Format string vulns are a serious threat. Fortunately, they're also dead trivial to avoid: DON'T EVER PROVIDE A USER-CONTROLLED FORMAT STRING. If for some reason is is every absolutely necessary to do this (I can't think of a single situation fitting this bill; anybody care to fill me in?) you can ensure the string has no un-escaped % characters, but that's a terrible way to go about it.

--
There's no place I could be, since I've found Serenity...
Re:Why does he keep calling it an 0day? by phantomfive · 2013-05-12 12:00 · Score: 2

Yep. "0-day" is just security talk for "newly discovered"
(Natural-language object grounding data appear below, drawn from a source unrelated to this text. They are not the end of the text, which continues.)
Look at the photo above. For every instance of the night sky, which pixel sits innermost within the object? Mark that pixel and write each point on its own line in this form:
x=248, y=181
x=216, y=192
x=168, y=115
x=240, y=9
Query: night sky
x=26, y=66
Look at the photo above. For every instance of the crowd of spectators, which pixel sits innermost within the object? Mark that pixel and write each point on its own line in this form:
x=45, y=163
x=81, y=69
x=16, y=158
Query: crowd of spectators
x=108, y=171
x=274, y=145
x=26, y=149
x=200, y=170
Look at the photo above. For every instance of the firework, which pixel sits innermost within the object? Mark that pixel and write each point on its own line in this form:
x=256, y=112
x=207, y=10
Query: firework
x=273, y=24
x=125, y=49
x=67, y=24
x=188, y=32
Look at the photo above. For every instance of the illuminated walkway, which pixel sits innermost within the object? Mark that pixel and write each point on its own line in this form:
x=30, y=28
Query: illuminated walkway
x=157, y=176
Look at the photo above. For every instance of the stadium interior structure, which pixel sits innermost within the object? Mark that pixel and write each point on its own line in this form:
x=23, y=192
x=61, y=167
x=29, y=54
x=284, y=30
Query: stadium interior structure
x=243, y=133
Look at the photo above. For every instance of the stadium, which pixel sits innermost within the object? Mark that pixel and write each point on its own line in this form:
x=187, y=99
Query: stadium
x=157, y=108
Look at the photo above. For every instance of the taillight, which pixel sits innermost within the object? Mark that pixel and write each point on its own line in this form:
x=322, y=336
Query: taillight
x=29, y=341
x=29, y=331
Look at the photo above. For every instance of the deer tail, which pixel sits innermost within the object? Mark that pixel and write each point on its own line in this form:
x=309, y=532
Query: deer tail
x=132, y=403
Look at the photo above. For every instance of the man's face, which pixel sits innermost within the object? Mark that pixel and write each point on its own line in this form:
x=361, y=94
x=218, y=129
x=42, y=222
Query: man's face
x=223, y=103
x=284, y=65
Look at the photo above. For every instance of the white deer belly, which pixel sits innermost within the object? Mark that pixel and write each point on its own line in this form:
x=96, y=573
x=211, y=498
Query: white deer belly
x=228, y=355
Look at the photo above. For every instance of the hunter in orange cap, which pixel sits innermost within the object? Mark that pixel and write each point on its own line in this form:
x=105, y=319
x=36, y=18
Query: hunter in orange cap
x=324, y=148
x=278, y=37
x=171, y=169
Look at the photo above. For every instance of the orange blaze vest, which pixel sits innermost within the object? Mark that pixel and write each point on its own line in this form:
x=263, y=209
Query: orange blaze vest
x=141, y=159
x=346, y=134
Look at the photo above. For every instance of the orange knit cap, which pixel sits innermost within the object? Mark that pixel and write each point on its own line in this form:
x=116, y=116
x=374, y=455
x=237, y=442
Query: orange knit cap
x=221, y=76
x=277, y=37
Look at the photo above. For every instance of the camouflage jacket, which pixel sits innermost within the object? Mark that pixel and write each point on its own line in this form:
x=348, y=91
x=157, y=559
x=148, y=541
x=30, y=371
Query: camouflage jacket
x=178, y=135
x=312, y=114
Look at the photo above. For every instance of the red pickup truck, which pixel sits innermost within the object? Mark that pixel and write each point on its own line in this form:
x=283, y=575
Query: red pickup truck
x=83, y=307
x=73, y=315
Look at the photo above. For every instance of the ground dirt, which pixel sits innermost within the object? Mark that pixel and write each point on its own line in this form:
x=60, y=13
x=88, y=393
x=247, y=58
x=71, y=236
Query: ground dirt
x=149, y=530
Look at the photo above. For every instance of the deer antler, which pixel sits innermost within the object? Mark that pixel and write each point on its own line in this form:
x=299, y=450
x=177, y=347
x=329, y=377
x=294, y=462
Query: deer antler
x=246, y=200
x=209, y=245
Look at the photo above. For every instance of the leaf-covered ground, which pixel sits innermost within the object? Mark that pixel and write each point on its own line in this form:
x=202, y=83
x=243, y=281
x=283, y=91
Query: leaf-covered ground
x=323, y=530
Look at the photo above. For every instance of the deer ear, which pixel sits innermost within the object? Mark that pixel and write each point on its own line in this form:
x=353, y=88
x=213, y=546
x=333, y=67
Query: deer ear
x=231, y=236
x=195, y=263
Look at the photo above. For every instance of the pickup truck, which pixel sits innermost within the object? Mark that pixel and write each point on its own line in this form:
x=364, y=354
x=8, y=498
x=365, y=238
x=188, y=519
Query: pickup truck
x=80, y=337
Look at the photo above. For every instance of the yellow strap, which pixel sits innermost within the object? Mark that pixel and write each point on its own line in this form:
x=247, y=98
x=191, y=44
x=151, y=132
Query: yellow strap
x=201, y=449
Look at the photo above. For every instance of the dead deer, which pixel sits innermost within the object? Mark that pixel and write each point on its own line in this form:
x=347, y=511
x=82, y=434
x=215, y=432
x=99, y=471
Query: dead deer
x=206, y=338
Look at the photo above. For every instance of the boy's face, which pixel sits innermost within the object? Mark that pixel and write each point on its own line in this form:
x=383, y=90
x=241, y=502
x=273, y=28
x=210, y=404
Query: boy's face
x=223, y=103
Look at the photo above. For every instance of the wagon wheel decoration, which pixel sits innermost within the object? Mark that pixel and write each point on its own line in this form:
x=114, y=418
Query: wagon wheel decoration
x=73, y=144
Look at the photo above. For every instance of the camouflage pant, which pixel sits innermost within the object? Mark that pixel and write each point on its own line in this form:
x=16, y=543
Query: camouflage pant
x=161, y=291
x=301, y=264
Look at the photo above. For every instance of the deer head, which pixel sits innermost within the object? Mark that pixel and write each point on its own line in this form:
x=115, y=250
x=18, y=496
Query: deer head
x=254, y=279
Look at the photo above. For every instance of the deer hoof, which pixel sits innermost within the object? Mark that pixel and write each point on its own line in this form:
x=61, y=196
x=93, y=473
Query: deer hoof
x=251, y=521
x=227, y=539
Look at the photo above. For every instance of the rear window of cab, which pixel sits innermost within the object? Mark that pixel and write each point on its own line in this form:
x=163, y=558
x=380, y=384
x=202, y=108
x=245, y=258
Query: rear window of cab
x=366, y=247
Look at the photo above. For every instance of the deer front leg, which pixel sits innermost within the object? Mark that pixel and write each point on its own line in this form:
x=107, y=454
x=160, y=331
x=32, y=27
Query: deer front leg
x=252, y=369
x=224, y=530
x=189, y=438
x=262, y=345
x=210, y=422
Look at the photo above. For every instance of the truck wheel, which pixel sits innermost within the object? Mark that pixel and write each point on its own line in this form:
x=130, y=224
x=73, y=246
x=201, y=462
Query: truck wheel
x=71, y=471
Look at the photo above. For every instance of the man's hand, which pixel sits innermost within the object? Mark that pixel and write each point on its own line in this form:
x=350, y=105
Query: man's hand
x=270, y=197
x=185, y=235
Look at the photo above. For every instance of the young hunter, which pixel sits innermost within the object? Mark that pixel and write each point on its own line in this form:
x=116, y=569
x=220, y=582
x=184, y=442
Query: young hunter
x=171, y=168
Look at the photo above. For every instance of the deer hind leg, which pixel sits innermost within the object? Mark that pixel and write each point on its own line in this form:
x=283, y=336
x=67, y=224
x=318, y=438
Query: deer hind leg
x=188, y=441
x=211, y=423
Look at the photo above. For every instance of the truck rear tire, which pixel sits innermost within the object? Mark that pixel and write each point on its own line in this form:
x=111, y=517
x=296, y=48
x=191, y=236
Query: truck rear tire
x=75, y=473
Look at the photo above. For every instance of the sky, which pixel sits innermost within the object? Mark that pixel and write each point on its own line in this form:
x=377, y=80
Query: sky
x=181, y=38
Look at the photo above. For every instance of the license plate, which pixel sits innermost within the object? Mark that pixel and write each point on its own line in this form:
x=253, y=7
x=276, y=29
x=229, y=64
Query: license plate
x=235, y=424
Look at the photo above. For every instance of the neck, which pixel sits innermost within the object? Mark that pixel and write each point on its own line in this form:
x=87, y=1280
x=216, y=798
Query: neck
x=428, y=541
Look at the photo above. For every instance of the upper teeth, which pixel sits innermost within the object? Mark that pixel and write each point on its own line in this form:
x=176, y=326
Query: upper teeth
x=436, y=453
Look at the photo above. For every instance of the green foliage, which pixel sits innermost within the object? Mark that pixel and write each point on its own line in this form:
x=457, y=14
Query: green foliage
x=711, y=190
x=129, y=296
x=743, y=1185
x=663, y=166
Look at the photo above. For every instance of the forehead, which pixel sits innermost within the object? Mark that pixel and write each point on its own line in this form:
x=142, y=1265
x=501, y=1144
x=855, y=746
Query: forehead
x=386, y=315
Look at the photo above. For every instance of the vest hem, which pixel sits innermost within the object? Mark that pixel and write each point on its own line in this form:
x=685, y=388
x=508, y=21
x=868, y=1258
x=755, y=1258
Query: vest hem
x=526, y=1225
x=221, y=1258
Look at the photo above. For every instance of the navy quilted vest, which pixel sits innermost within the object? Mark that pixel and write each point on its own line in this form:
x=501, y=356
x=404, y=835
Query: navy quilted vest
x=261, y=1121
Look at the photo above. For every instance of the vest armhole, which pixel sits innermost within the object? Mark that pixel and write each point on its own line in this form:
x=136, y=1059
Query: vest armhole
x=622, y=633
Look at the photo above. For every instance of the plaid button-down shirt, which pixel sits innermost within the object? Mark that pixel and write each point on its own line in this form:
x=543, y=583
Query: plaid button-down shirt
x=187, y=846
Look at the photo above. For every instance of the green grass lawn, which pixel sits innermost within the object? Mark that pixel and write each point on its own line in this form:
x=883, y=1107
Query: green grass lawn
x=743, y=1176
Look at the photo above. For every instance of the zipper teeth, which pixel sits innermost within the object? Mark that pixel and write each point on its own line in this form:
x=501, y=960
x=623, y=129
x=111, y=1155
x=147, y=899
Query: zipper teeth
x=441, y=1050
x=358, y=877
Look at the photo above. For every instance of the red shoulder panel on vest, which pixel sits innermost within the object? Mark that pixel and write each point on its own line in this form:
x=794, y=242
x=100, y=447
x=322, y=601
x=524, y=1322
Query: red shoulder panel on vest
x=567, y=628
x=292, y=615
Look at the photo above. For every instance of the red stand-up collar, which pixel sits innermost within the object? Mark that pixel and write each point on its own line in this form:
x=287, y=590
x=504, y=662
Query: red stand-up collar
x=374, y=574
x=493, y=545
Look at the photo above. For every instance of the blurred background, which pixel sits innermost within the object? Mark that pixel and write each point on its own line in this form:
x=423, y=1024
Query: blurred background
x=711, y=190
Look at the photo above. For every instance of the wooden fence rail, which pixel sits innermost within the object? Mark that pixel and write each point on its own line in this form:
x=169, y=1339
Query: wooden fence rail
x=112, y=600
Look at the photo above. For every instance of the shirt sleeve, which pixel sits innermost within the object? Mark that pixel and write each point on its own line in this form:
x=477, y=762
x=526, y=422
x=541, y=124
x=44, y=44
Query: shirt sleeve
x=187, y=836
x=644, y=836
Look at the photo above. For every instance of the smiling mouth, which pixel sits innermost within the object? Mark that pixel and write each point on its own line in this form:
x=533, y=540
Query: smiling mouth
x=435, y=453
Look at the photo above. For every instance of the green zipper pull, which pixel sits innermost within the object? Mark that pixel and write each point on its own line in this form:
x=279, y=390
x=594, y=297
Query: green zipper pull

No, you are wrong. It means, "not public knowledge." The difference is crucial. I would explain it to you but I don't know how I can explain it more simply than my previous post.

--
"First they came for the slanderers and i said nothing."
Re: Whats the purpose of this by gman003 · 2013-05-12 13:46 · Score: 3, Informative

What spying?
Seriously, what do they spy on? There's the hardware survey, which is anonymous, and at least as I recall, opt-in. There's "recording amount of time in games", which a) isn't particularly useful information, b) isn't particularly accurate, and c) can be routed around via offline mode if it really bugs you.
Compared to even the spying Firefox does (if you opt in), that's really not much.
Re:Whats the purpose of this by gman003 · 2013-05-12 14:01 · Score: 2

I do have to run UT2004 as admin in order for LAN play to work. I'm not sure why. There's probably another way, that doesn't involve blanket admin access, but "run as admin" is easier.
Runs perfectly fine singleplayer without admin rights, though. And it's hardly a "recent" game (and it's not even the Steam version - CD from the Unreal Anthology). I've never encountered a game that requires admin rights just to run.
Re:Whats the purpose of this by Dimensio · 2013-05-13 05:02 · Score: 3, Informative

Some games do in fact request Administrator rights when run from Steam on every launch. Typically, this is a consequence of a bugged launch condition check that fails to accurately detect that needed libraries are often installed; choosing not to authenticate will still allow those games to run properly, and workarounds exist to eliminate the incorrect detection entirely.

--
STOP MISUSING APOSTROPHES, YOU MORONS!!!